Actualité Juin 2022

1 juin 2022
Chine : première annulation totale d’un brevet pour défaut d’obtention d’une autorisation de dépôt à l’étranger

En Chine, comme dans de très nombreux autres pays, toute invention réalisée (ou partiellement réalisée) en Chine doit d'abord obtenir une « autorisation de dépôt à l'étranger » auprès de l'Office Chinois de la Propriété Intellectuelle (CNIPA) avant de pouvoir être déposée en tant que demande de brevet dans des pays/régions hors de Chine.

En pratique, cette règle est destinée à permettre une mise au secret des inventions susceptibles d’intéresser la défense nationale.

En Chine, ne pas se conformer à l’obtention d’une autorisation de dépôt à l’étranger viole les dispositions de l'article 20.1 de la loi chinoise sur les brevets. La sanction prévue n’est ni plus ni moins que l’annulation du brevet national chinois correspondant.

La division de réexamen du CNIPA a récemment publié une décision d'annulation de brevet (n° 55586) dans laquelle un brevet chinois, ayant pour origine un dépôt de demande provisoire aux Etats-Unis, a été totalement annulé pour « défaut d’obtention de l’autorisation de dépôt à l'étranger ». Publiée le 09.05.2022, cette décision est intéressante pour voir les critères pris en compte par la division de réexamen pour apprécier la notion d’« invention réalisée (ou partiellement réalisée) en Chine », et en particulier les éléments factuels sur lesquels s’est appuyée la division de réexamen.

 

A/ L'adresse du titulaire du brevet

Considérant les informations bibliographiques du brevet et des éléments de communication extérieure du breveté, la division de réexamen a estimé que les travaux de recherche et développement relatifs à l’invention ont probablement été effectuée en Chine.

Contre cette présomption à laquelle est parvenue la division de réexamen, le breveté n’a produit aucune preuve contraire (démontrant par exemple l’existence de moyens de recherche et développement autre part qu’en Chine).

 

B/ La nationalité des inventeurs

Quatre personnes sont désignées comme inventeurs dans le brevet objet du litige.

Parmi celles-ci, trois ont la nationalité chinoise et n’ont pas de domicile permanent dans un autre pays. Et certains des inventeurs n’ont jamais voyagé à l’étranger durant leur période d’emploi au service du breveté. La division de réexamen en conclut que, là encore en l’absence de preuves contraires, une réalisation au moins partielle de l’invention en Chine est probable.

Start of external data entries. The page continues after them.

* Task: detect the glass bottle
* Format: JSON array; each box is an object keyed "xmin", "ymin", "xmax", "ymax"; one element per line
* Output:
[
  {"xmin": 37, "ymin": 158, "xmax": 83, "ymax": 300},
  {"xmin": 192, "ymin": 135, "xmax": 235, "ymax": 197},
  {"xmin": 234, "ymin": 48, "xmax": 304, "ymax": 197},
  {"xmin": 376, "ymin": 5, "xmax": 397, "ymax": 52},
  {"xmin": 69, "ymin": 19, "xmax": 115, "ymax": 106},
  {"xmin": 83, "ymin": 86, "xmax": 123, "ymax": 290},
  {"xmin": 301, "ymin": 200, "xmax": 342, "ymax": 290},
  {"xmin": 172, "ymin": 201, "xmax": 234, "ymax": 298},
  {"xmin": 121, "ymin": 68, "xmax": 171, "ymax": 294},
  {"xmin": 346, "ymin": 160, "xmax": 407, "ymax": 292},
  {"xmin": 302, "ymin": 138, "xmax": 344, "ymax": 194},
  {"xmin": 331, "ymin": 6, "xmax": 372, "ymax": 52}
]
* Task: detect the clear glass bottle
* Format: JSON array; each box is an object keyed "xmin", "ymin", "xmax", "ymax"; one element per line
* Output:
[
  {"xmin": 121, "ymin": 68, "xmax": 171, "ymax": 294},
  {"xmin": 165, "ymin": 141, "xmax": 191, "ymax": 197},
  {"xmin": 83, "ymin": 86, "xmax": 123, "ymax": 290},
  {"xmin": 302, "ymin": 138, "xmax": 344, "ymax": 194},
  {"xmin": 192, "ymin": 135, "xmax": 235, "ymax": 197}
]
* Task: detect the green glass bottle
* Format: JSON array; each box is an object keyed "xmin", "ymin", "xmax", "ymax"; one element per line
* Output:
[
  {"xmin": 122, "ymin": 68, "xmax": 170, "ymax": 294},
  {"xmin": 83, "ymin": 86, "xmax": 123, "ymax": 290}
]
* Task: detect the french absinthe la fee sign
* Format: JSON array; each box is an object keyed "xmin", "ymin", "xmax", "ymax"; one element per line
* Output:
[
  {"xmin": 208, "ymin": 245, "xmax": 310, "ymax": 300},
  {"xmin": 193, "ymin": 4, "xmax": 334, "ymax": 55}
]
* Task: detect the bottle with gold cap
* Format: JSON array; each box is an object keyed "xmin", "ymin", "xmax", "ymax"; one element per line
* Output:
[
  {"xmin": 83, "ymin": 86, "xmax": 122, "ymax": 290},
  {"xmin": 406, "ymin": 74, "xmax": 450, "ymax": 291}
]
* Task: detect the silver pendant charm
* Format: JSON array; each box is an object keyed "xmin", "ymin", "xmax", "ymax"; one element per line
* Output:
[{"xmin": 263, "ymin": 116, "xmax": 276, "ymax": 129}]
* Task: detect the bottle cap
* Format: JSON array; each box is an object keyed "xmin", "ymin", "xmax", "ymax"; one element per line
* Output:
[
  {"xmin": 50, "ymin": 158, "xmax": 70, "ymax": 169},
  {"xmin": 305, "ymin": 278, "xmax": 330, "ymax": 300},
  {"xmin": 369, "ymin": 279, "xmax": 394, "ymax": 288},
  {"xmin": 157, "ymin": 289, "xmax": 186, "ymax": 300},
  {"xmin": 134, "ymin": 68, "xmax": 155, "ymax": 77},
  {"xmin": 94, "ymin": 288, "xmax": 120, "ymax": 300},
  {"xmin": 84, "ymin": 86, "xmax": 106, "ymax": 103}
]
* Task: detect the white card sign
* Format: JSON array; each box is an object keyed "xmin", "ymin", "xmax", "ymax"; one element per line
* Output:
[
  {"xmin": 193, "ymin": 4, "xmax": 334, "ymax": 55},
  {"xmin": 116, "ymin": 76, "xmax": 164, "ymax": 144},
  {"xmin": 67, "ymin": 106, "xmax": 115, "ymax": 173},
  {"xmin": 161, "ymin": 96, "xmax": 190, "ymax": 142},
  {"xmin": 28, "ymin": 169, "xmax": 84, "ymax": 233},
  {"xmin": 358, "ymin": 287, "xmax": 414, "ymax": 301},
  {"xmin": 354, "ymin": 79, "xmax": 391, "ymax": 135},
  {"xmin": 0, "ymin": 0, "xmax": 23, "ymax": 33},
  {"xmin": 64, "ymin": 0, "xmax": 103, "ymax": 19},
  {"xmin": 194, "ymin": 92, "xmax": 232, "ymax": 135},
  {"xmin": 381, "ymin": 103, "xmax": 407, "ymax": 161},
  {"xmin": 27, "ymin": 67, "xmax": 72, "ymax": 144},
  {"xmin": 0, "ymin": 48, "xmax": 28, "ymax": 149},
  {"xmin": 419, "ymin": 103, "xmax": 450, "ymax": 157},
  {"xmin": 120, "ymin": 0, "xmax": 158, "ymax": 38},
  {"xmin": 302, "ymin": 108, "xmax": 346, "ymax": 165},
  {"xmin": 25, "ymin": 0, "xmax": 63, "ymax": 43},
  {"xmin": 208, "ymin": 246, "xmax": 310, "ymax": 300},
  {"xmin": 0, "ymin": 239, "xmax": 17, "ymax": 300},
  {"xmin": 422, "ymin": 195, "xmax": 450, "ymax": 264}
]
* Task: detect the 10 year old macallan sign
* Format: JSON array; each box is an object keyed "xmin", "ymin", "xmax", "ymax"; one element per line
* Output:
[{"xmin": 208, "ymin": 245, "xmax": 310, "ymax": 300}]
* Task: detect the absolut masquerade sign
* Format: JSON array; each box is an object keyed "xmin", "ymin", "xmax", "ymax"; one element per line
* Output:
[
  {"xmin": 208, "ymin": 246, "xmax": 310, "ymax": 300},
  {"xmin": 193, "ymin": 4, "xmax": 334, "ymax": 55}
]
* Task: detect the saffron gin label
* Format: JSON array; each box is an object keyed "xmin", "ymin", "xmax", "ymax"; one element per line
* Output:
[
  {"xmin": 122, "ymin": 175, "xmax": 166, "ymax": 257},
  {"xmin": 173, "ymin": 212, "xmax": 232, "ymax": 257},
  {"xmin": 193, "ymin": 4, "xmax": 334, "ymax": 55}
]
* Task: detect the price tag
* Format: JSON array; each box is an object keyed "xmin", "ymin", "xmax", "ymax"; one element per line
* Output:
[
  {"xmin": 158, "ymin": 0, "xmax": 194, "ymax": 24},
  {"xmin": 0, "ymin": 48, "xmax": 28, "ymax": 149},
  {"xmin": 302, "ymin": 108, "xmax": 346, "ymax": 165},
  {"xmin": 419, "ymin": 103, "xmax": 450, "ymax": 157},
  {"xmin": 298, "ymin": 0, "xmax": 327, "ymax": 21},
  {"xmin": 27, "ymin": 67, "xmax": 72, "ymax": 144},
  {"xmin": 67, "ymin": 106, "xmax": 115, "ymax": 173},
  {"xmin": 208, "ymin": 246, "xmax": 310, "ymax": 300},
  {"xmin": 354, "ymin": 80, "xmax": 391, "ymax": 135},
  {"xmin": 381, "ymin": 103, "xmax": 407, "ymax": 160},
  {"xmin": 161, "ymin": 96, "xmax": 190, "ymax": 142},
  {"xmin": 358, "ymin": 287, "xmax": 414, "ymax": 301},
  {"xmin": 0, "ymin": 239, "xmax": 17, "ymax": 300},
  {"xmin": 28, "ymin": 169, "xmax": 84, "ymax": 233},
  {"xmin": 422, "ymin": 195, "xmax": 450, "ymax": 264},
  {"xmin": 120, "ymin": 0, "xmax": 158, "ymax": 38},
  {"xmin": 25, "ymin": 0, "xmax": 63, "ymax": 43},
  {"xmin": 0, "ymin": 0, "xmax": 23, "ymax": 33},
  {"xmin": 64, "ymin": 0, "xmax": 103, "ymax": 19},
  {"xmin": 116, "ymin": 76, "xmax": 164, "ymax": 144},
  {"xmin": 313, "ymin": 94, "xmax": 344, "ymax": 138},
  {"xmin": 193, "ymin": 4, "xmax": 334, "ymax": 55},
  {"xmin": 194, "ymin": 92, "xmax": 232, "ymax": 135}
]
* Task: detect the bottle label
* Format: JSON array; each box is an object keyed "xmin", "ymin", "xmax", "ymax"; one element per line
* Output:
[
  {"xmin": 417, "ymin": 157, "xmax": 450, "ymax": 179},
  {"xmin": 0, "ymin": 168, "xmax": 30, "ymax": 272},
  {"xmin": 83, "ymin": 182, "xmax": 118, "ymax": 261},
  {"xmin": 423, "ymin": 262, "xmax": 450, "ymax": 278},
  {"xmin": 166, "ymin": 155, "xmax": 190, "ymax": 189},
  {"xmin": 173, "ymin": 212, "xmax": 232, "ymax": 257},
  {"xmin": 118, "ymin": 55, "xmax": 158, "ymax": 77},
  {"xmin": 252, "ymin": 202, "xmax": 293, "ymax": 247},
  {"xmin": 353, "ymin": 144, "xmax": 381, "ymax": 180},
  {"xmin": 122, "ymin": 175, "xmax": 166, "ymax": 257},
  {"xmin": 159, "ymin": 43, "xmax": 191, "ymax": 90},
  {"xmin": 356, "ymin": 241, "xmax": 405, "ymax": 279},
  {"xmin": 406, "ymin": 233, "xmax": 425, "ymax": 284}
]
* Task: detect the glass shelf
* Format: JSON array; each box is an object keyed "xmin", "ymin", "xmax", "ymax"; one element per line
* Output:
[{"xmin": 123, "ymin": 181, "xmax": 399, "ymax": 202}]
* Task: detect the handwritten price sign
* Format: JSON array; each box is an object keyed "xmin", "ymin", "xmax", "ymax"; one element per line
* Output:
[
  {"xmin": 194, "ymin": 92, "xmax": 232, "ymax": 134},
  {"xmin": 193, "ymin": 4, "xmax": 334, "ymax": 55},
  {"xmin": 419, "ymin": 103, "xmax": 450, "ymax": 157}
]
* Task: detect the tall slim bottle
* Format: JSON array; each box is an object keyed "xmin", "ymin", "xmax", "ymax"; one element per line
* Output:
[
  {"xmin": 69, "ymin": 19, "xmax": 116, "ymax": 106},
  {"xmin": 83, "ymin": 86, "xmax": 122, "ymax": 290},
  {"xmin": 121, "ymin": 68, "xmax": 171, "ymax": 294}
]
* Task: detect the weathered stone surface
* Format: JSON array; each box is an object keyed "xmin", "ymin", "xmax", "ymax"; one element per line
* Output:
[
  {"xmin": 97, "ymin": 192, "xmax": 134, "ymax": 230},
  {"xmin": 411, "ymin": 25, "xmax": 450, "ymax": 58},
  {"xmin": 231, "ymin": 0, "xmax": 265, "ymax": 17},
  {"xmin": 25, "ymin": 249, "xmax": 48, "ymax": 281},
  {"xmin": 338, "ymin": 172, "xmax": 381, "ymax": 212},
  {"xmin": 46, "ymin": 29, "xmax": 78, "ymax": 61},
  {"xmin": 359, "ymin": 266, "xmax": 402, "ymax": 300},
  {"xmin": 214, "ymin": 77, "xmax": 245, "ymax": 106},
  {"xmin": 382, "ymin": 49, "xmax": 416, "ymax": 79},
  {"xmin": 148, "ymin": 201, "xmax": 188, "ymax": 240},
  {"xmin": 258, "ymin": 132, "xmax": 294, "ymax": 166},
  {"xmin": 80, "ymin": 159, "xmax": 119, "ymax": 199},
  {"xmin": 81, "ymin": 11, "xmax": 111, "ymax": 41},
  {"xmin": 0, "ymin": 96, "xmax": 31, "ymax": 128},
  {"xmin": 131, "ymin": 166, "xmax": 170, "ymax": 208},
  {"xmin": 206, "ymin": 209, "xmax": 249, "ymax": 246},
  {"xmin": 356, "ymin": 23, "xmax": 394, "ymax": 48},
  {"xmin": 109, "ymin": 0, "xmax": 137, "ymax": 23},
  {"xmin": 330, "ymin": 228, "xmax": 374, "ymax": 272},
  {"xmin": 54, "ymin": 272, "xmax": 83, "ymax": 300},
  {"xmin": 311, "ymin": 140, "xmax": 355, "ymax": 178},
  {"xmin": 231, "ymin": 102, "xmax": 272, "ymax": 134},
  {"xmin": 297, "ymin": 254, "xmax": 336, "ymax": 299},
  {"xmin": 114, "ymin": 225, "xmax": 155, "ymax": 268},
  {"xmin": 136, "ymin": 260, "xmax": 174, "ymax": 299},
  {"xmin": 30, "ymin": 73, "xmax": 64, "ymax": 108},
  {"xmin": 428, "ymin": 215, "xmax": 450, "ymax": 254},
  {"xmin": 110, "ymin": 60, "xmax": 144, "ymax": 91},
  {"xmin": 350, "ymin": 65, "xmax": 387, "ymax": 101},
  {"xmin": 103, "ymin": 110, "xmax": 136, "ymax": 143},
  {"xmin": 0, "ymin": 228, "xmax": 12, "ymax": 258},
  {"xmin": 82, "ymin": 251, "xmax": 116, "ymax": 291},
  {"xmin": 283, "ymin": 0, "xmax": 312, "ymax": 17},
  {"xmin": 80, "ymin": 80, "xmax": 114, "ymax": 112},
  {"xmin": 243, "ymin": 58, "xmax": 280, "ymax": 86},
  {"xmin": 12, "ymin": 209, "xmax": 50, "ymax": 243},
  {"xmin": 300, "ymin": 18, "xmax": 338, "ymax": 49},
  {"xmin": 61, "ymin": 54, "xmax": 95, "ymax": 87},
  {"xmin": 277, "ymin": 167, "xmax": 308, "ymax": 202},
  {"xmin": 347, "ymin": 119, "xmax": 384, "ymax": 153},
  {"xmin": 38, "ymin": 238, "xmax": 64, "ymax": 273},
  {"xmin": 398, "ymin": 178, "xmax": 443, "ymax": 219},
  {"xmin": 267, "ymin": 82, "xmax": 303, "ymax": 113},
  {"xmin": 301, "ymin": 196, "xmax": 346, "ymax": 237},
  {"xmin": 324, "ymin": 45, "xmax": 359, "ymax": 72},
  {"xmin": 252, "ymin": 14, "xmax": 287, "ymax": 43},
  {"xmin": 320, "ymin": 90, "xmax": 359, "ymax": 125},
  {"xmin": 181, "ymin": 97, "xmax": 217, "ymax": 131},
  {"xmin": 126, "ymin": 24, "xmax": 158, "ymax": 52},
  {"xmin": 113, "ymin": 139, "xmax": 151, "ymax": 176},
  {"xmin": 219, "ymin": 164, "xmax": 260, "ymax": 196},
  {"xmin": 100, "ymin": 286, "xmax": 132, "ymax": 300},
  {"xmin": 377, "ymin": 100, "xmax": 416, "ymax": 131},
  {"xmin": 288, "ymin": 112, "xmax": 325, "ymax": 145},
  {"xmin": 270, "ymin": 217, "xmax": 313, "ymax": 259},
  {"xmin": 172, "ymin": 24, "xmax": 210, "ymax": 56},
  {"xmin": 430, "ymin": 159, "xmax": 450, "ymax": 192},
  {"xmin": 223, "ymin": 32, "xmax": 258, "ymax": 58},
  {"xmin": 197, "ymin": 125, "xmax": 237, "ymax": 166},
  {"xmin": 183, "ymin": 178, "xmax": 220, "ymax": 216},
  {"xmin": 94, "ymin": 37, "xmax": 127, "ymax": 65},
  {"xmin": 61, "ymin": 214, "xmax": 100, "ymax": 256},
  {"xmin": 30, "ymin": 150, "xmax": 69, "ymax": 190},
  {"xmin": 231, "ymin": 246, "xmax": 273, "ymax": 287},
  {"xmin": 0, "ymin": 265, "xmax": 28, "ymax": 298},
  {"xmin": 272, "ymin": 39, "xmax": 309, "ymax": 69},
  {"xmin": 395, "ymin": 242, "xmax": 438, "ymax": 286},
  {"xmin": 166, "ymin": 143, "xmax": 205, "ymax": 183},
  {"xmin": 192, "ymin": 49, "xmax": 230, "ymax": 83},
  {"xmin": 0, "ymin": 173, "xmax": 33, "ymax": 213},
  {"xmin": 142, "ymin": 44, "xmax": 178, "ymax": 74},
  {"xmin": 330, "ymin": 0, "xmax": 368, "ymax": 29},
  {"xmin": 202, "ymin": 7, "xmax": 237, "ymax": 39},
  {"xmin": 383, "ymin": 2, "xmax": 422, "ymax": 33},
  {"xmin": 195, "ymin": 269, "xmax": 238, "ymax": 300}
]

Le breveté a défendu sa position en invoquant le fait que l’invention aurait résulté majoritairement par un seuls des inventeurs chinois lors d’un séjour aux Etats-Unis entre le 13 et le 24.11.2016 (avant le dépôt de la demande provisoire américaine).

Cette défense n’a pas été jugée crédible compte tenu de la brièveté du séjour. Et cette défense a de surcroît été jugée insuffisante : d’autres inventeurs chinois étaient intervenus et il suffit qu’une partie au moins de l’invention ait été réalisée en Chine pour que s’applique l’obligation d’obtention de l’autorisation de dépôt à l'étranger.

On peut se poser la question de savoir si un éventuel retrait des inventeurs chinois n’ayant jamais voyagé aurait permis de sauver le brevet chinois (en invoquant par exemple une désignation erronée de ceux-ci en qualité d’inventeurs).

Mais, outre son caractère incertain dans la procédure d’annulation chinoise, un tel retrait n’aurait pas manqué de compliquer le sort du brevet américain correspondant. Rappelons en effet qu’aux Etats-Unis une désignation incorrecte des inventeurs peut entraîner une inopposabilité du brevet. Si la désignation des inventeurs aux Etats-Unis peut être corrigée, le fait d’y procéder seulement après qu’ait été introduite l’action en nullité en Chine aurait probablement apparu très suspect et opportuniste.

 

C/ Conclusion

Dure sanction que celle d’une nullité complète. Mais telle est la loi chinoise.

A une époque où les collaborations internationales se multiplient, il y est bon de rappeler que la nationalité et le pays de résidence des inventeurs doivent être pris en compte avec minutie pour déterminer le lieu du premier dépôt.

Dans le cas particulier de la Chine, s'il n'est pas opté pour l'obtention d'une autorisation de dépôt à l'étranger, la décision récente de la division de réexamen invite, à titre de précaution, à au moins documenter une défense crédible à même de prouver l'existence de moyens de recherche et développement autre part qu'en Chine et/ou un temps suffisamment long de recherche et développement par des inventeurs chinois dans un pays étranger.